Based upon experience with cervicothoracic esophageal carcinomas in which resection of the manubrium, adjacent clavicles, and ribs has facilitated exposure of the tumor, it has been found that a partial upper sternal split (without resection) provides access to the upper thoracic esophagus to the level of the carina. With a knowledge of the anatomic relationships of the esophagus in this area, this direct anterior approach has been used for both benign and selected malignant diseases involving the upper thoracic esophagus. A partial median sternotomy has been used in 11 patients with the following esophageal pathology: upper- and/or middle-third malignancy (six), benign upper-third stricture (three), perforation of upper-third esophagogastric anastomotic stricture (one), and cricopharyngeal achalasia in association with a chronic cervical compression fracture that prevented extension of the neck (one). The following operations were performed: blunt esophagectomy with cervical esophagogastric anastomosis (six), segmental esophageal resection with primary anastomosis (three), drainage of perforation (one), and extended cervical esophagomyotomy (one).

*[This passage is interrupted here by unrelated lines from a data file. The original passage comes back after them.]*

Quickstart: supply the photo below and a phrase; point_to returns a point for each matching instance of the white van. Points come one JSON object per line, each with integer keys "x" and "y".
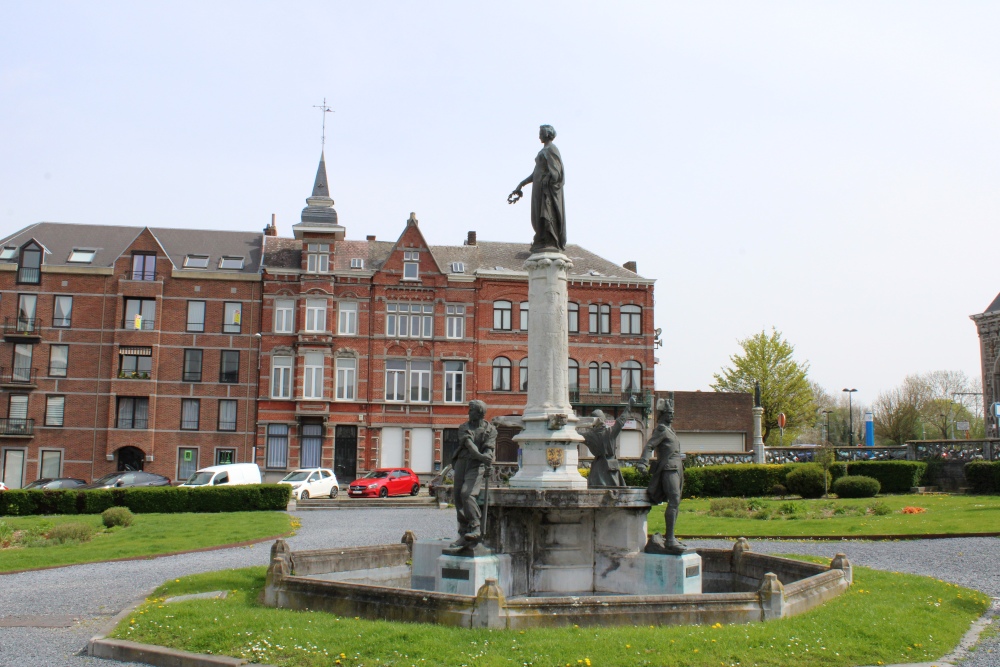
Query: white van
{"x": 232, "y": 473}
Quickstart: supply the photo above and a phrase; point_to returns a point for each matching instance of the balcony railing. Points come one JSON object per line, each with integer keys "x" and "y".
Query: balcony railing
{"x": 18, "y": 375}
{"x": 14, "y": 426}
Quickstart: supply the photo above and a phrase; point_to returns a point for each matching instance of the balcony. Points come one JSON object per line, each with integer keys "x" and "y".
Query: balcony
{"x": 17, "y": 377}
{"x": 17, "y": 428}
{"x": 22, "y": 329}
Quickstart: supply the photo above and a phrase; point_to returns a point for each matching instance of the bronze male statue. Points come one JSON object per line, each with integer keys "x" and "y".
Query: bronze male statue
{"x": 666, "y": 481}
{"x": 477, "y": 438}
{"x": 548, "y": 213}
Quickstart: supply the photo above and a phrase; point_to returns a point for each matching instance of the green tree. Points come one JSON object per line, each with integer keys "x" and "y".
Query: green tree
{"x": 784, "y": 387}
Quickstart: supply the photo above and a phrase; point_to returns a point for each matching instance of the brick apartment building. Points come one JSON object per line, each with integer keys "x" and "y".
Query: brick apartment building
{"x": 172, "y": 349}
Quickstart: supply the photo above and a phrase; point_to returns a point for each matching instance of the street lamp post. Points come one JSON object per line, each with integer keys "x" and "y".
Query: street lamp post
{"x": 850, "y": 415}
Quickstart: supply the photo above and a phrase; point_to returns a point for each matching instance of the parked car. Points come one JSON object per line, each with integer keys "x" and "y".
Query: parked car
{"x": 312, "y": 483}
{"x": 385, "y": 482}
{"x": 128, "y": 478}
{"x": 56, "y": 483}
{"x": 228, "y": 474}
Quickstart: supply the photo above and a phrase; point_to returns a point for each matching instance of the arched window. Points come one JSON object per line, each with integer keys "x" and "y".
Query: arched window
{"x": 501, "y": 315}
{"x": 631, "y": 320}
{"x": 501, "y": 374}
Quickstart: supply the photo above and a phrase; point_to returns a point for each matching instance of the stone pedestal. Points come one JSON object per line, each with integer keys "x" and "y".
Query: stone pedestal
{"x": 549, "y": 441}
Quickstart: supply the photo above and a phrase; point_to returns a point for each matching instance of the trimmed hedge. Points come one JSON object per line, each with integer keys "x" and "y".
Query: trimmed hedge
{"x": 983, "y": 476}
{"x": 147, "y": 500}
{"x": 893, "y": 476}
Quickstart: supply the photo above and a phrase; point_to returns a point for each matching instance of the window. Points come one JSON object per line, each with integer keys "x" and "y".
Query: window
{"x": 573, "y": 317}
{"x": 187, "y": 462}
{"x": 454, "y": 381}
{"x": 284, "y": 316}
{"x": 411, "y": 265}
{"x": 277, "y": 446}
{"x": 227, "y": 415}
{"x": 54, "y": 409}
{"x": 347, "y": 370}
{"x": 82, "y": 256}
{"x": 315, "y": 314}
{"x": 313, "y": 374}
{"x": 143, "y": 266}
{"x": 312, "y": 446}
{"x": 455, "y": 321}
{"x": 135, "y": 362}
{"x": 26, "y": 304}
{"x": 139, "y": 314}
{"x": 600, "y": 378}
{"x": 58, "y": 360}
{"x": 631, "y": 377}
{"x": 600, "y": 318}
{"x": 409, "y": 320}
{"x": 501, "y": 374}
{"x": 62, "y": 311}
{"x": 133, "y": 412}
{"x": 29, "y": 269}
{"x": 281, "y": 377}
{"x": 232, "y": 316}
{"x": 318, "y": 258}
{"x": 51, "y": 463}
{"x": 190, "y": 414}
{"x": 347, "y": 320}
{"x": 631, "y": 319}
{"x": 196, "y": 316}
{"x": 420, "y": 381}
{"x": 395, "y": 380}
{"x": 196, "y": 262}
{"x": 21, "y": 371}
{"x": 192, "y": 366}
{"x": 501, "y": 315}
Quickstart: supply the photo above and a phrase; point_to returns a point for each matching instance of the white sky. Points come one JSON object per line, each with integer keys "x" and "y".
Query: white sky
{"x": 828, "y": 169}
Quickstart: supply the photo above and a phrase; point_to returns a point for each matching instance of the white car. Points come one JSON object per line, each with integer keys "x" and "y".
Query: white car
{"x": 312, "y": 483}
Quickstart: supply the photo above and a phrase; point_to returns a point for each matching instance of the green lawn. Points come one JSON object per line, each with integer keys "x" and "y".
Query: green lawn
{"x": 149, "y": 535}
{"x": 831, "y": 517}
{"x": 884, "y": 617}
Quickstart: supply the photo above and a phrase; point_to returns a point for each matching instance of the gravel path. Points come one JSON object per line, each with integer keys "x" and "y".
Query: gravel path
{"x": 86, "y": 597}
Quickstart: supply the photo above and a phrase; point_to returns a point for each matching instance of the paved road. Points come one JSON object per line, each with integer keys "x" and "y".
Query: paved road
{"x": 80, "y": 600}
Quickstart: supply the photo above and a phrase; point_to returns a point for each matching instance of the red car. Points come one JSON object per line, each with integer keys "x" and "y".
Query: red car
{"x": 385, "y": 482}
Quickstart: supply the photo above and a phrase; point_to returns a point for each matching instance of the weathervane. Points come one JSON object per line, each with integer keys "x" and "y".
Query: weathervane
{"x": 325, "y": 110}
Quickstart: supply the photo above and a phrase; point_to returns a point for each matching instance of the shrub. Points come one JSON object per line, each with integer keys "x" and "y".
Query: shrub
{"x": 983, "y": 476}
{"x": 856, "y": 486}
{"x": 70, "y": 532}
{"x": 807, "y": 480}
{"x": 893, "y": 476}
{"x": 117, "y": 516}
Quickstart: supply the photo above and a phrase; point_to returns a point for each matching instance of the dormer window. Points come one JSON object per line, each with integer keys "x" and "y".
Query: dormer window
{"x": 411, "y": 264}
{"x": 318, "y": 259}
{"x": 196, "y": 262}
{"x": 82, "y": 256}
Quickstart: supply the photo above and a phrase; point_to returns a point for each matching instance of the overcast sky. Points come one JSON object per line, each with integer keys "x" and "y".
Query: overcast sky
{"x": 828, "y": 169}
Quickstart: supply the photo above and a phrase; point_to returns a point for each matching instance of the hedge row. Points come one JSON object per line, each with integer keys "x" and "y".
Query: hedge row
{"x": 146, "y": 500}
{"x": 983, "y": 476}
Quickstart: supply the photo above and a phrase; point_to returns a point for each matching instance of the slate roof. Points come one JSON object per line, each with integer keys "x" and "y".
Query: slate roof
{"x": 110, "y": 241}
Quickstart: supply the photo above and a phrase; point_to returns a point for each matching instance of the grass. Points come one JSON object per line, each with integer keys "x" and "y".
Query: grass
{"x": 885, "y": 617}
{"x": 829, "y": 517}
{"x": 149, "y": 535}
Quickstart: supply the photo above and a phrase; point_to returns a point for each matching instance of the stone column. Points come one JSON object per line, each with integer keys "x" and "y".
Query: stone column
{"x": 549, "y": 442}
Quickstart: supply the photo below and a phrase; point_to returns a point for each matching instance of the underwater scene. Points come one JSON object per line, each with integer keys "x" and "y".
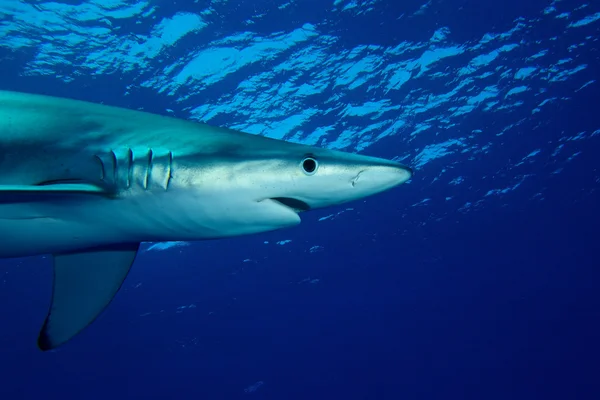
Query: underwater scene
{"x": 299, "y": 199}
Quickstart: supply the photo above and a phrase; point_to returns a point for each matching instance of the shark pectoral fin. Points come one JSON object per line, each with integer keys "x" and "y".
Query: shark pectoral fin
{"x": 84, "y": 285}
{"x": 53, "y": 188}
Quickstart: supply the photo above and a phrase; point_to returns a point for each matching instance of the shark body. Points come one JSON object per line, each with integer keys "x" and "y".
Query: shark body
{"x": 87, "y": 183}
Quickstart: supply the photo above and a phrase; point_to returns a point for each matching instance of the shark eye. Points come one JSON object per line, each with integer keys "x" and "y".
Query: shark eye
{"x": 309, "y": 165}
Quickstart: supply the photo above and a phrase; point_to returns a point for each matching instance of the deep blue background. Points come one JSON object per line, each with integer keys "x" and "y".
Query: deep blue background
{"x": 500, "y": 302}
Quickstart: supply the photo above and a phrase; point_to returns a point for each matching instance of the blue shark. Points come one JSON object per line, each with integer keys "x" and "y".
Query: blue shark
{"x": 87, "y": 183}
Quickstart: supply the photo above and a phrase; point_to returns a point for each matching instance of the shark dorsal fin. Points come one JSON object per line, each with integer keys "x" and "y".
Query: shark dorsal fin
{"x": 59, "y": 187}
{"x": 84, "y": 284}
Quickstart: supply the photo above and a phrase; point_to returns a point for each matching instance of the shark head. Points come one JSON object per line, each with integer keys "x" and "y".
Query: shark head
{"x": 253, "y": 193}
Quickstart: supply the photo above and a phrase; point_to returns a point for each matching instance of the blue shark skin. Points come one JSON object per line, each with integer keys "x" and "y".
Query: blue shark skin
{"x": 87, "y": 183}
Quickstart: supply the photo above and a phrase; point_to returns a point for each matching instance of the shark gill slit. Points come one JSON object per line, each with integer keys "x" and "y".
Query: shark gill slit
{"x": 114, "y": 160}
{"x": 102, "y": 169}
{"x": 129, "y": 167}
{"x": 169, "y": 169}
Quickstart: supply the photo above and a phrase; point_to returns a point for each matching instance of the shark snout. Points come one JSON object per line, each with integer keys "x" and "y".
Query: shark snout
{"x": 375, "y": 179}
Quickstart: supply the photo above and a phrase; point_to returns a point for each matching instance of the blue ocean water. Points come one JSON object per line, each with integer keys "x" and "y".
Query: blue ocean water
{"x": 478, "y": 279}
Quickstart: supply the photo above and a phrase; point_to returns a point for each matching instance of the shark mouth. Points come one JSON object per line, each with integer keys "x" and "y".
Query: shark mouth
{"x": 294, "y": 204}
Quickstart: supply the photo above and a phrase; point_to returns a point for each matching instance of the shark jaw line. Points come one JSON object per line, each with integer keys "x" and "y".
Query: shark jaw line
{"x": 294, "y": 205}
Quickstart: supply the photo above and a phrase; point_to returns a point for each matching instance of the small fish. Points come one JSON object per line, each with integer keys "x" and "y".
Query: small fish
{"x": 87, "y": 183}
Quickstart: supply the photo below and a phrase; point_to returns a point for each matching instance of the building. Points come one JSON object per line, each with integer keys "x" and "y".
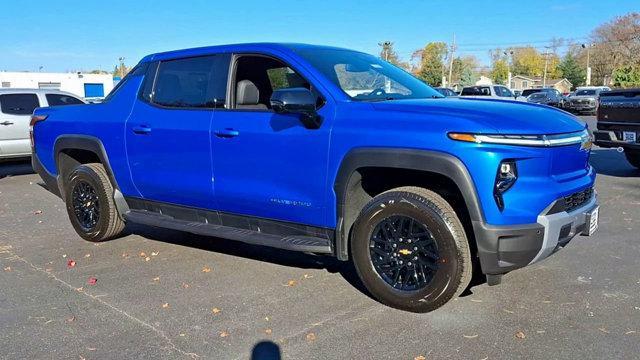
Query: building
{"x": 520, "y": 82}
{"x": 88, "y": 86}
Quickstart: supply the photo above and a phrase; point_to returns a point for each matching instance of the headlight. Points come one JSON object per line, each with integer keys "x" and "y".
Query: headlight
{"x": 505, "y": 178}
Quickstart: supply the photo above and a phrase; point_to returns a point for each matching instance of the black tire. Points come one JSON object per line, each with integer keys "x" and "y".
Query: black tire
{"x": 453, "y": 263}
{"x": 633, "y": 157}
{"x": 95, "y": 216}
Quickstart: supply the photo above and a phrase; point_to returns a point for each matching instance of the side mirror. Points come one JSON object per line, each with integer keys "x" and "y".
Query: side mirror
{"x": 297, "y": 101}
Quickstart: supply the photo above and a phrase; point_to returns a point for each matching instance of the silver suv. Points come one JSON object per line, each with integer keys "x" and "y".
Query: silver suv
{"x": 16, "y": 107}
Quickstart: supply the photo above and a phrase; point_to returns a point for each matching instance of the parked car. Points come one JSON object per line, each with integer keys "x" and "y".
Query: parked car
{"x": 16, "y": 107}
{"x": 585, "y": 99}
{"x": 550, "y": 97}
{"x": 262, "y": 143}
{"x": 619, "y": 123}
{"x": 488, "y": 91}
{"x": 446, "y": 92}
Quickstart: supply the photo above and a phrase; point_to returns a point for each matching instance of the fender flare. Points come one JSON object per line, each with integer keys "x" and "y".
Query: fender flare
{"x": 422, "y": 160}
{"x": 94, "y": 145}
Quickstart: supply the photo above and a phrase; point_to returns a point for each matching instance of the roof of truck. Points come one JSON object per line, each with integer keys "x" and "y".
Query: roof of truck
{"x": 236, "y": 48}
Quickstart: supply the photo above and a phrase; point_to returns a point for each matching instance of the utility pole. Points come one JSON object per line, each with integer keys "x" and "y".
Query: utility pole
{"x": 453, "y": 50}
{"x": 588, "y": 47}
{"x": 546, "y": 64}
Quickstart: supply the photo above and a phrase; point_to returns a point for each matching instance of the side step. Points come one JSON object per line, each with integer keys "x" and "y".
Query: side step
{"x": 291, "y": 242}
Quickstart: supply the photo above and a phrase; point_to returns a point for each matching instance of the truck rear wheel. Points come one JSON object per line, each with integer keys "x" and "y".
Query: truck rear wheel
{"x": 633, "y": 157}
{"x": 410, "y": 250}
{"x": 90, "y": 204}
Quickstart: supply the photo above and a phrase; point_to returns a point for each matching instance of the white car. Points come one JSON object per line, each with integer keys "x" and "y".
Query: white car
{"x": 16, "y": 107}
{"x": 488, "y": 91}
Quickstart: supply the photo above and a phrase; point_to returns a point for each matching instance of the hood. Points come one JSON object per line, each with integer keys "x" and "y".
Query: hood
{"x": 501, "y": 116}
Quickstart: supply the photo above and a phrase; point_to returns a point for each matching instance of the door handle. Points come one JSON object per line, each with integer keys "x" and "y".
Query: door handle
{"x": 227, "y": 133}
{"x": 141, "y": 130}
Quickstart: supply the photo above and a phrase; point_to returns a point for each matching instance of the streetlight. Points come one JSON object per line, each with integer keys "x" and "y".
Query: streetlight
{"x": 506, "y": 54}
{"x": 588, "y": 47}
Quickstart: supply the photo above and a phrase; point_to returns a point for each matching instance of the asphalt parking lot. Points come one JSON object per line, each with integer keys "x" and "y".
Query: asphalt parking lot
{"x": 172, "y": 295}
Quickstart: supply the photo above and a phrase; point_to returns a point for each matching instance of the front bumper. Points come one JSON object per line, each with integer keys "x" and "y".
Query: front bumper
{"x": 507, "y": 248}
{"x": 611, "y": 139}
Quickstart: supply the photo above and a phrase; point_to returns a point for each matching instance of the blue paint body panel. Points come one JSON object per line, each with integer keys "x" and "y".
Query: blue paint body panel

A chylothorax developed in one patient with carcinoma, the only major postoperative complication in this group. Transient hoarseness occurred in two patients. Careful evaluation of the patient with upper thoracic esophageal pathology, focusing on the type, extent, and location of the abnormality relative to the level of the carina, as well as the habitus of the patient, often indicates that a partial sternotomy can be utilized to facilitate the operation.

摘要

基于对颈段和胸段食管癌的治疗经验,即切除胸骨柄、相邻锁骨和肋骨有助于暴露肿瘤,现已发现部分上胸骨劈开术(不切除)可显露至隆突水平的胸段上段食管。了解该区域食管的解剖关系后,这种直接前路手术已用于涉及胸段上段食管的良性和特定恶性疾病。11例患有以下食管病变的患者接受了部分正中胸骨切开术:胸段上段和/或中段恶性肿瘤(6例)、胸段上段良性狭窄(3例)、胸段上段食管胃吻合口狭窄穿孔(1例)以及伴有慢性颈椎压缩性骨折导致颈部无法伸展的环咽肌失弛缓症(1例)。实施了以下手术:钝性食管切除术并进行颈部食管胃吻合术(6例)、节段性食管切除术并进行一期吻合术(3例)、穿孔引流术(1例)以及扩大的颈部食管肌层切开术(1例)。1例癌症患者发生了乳糜胸,这是该组唯一的主要术后并发症。2例患者出现短暂性声音嘶哑。对患有胸段上段食管病变的患者进行仔细评估,重点关注异常的类型、范围和位置相对于隆突水平的情况以及患者的体型,通常表明可以采用部分胸骨切开术来便于手术操作。